For John Gibbons writing in the Irish Times yesterday, economic growth is "the secular religion infecting every society on Earth via globalisation". Economists are "priests of growth", "alchemists", or "sorcerers", peddling a creed that is leading us to exhaust natural resources and wreck the planet.
I think I know what Mr Gibbons is trying to say: that our consumer society, with its insatiable appetite for resources, and its spiritual emptiness, is hideous and unsustainable. Unless we change, we will bestow a damaged and depleted planet on future generations, and they will hardly forgive us for it. If these are Mr Gibbons sentiments, then we are in agreement.

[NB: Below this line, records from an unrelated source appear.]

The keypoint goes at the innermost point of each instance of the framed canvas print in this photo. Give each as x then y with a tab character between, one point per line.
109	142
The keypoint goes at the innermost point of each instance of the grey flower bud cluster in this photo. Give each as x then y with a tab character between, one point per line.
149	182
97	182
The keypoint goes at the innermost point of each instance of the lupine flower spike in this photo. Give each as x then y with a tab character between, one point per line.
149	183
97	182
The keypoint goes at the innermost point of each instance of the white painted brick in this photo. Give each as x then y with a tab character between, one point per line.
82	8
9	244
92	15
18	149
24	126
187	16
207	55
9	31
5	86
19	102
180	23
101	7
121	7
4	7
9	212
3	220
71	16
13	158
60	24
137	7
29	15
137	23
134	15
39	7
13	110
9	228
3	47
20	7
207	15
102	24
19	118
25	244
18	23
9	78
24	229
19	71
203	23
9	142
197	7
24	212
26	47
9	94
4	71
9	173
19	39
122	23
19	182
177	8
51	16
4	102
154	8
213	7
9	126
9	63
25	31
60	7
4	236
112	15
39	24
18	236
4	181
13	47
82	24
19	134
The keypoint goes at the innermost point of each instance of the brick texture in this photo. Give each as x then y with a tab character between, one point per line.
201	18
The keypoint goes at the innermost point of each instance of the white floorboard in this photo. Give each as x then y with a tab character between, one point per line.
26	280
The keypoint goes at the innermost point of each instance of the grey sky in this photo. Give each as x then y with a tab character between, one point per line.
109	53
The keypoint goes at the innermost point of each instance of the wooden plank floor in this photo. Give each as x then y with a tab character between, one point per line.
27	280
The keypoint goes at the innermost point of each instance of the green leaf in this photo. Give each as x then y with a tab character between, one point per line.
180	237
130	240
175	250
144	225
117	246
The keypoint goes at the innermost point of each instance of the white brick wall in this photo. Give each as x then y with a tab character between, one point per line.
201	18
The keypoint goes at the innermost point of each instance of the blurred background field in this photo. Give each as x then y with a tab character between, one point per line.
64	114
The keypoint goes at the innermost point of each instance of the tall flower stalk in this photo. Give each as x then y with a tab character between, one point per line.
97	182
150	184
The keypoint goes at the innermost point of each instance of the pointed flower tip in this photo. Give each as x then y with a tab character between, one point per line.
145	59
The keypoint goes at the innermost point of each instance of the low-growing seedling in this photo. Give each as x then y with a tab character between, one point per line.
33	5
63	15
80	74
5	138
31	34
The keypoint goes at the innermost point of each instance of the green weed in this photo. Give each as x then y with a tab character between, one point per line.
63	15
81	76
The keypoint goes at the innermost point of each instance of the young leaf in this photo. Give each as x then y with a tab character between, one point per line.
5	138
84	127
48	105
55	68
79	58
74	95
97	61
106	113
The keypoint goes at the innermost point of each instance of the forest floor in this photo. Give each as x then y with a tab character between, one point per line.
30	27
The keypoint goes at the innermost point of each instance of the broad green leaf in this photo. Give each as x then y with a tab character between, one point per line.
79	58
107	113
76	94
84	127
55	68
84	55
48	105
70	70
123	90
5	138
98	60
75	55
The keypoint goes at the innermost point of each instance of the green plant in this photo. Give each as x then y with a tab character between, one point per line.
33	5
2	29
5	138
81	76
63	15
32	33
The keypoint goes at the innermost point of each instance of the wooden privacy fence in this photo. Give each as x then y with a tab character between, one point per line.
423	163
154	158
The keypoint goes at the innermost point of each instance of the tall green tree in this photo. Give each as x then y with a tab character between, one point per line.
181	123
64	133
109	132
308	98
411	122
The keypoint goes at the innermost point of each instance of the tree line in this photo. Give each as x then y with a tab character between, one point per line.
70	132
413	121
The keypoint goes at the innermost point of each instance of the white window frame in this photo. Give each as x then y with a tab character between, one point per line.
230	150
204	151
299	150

But Mr Gibbons has taken aim at the wrong target. Economic growth, per se, is not the problem. Economic growth is merely an increase in value created. Its consequences are an increase in our standard of living. From economic growth we have acquired all the great things that we could never surrender – longer healthier lives, education, leisure time, the ability to travel widely. Indeed, civilisation itself could not have come about without economic growth.
The key ingredient in economic growth is innovation -- not a hike in the level of resources used. In fact, the beauty of innovation is that it allows us to do more with less. Think of how the miles per gallon has extended for a family saloon. Given the understanding we now have of climate change, we may need to reduce this to near zero. With innovation, it is possible to imagine such an outcome. Standford economist Paul Romer, one of the profession's eminent scholars on growth, explains it using an analogy:
Economic growth occurs whenever people take resources and rearrange them in ways that are more valuable. A useful metaphor for production in an economy comes from the kitchen. To create valuable final products, we mix inexpensive ingredients together according to a recipe. The cooking one can do is limited by the supply of ingredients, and most cooking in the economy produces undesirable side effects. If economic growth could be achieved only by doing more and more of the same kind of cooking, we would eventually run out of raw materials and suffer from unacceptable levels of pollution and nuisance. Human history teaches us, however, that economic growth springs from better recipes, not just from more cooking. New recipes generally produce fewer unpleasant side effects and generate more economic value per unit of raw material.
The key, therefore, is innovation. But the direction innovation takes is usually driven by our values as reflected in consumer tastes or in government regulations. Today, with the evolution in technology, all cars in Ireland could be say, twice as efficient as those we drove in the 80s. But instead, many people have chosen to drive SUVs. The challenge then, is not to curtail growth, but to shape our values in ways that lead to a sustainable way of life.
The demonisation of economists is far too easy. The field of political economy is so huge that tarring all practitioners with the same dismal brush, is as naive as it is ungenerous. Remember, for every hack babbling on the radio about the housing market or interest rates, there are thousands thinking about how inflation affects unemployment, how firms can be efficient, or what developing countries need to break free from poverty.
Mr Gibbons accused economists of placing no value on forests. Economists have used the term 'externality' for something not directly involved in an economic decision or calculation. But this is merely the economists way of saying that this cost does not matter to us here and now. And this decision in turn is usually based on the values assigned by society at large.
Once we became conscious of pollution as a major negative result of production, we, as a society, forced it back into the equation. The results were stunning (rememer smog, CFCS, etc). While Mr Gibbons expects the economist to be our moral compass, I would say we need to look into our own hearts. If that forest has a value, let's express that as a society, through our elected representatives, through our membership of support groups, or by hugging the trees if necessary.